Recalling those years in a 1987 interview with The Boston Globe, Mr. Serkin said that back then performing was often “a painful ordeal” for him, and that he could not bear all “that harping by musicians and critics on how you play, as if that’s the central issue.”

This pressure was compounded, he added, by the fact that his family “took music so seriously, in the Old World sense of being a kind of religion,” and maintained “such identification with our being musicians” that it was necessary “for me to just drop that.”

New York Times obituary for Peter Serkin Nepal and Thailand were the wrong places to look, even if they were trendy and plausible at the time. But I sure recognized my generation in his questioning.

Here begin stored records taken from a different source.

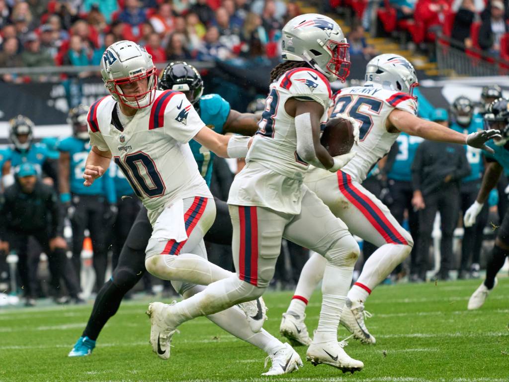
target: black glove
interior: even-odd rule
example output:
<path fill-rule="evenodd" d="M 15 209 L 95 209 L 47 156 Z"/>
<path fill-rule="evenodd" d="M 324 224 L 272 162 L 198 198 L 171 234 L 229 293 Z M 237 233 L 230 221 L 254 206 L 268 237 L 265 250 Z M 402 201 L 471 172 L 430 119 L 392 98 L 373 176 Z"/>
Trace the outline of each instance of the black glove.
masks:
<path fill-rule="evenodd" d="M 495 151 L 491 147 L 488 147 L 485 144 L 490 139 L 493 138 L 501 138 L 500 132 L 498 130 L 491 129 L 483 130 L 482 131 L 472 132 L 467 136 L 467 144 L 468 146 L 477 149 L 486 150 L 489 153 L 493 154 Z"/>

The second was a complete account of Messiaen’s “Vingt Regards sur l’Enfant-Jésus,” a set of 20 solo piano “contemplations” on the infant Jesus composed in 1944. It is music of extraordinary difficulty lasting two and a half hours, alive with cluster chords and evocations of bird calls, moments of mystical bliss and stretches of driving intensity.

In conjunction with the recording Mr. Serkin played the piece, from memory, more than two dozen times in concert halls and colleges, sometimes backed by a light show. Messiaen heard him play it at Dartmouth and was “really too kind,” the pianist recalled in the Boston Globe interview: “He told me that I respected the score, but that when I didn’t, it was even better.”

I’m really glad they put that in the obit. Playing that from memory is amazing and Messiaen’s approval is high tribute.

(I think my only recording of Vingt Regards sur l’Enfant-Jésus is on pipe organ. That it was composed for piano seemed a little implausible to me. Wikipedia says that it was.)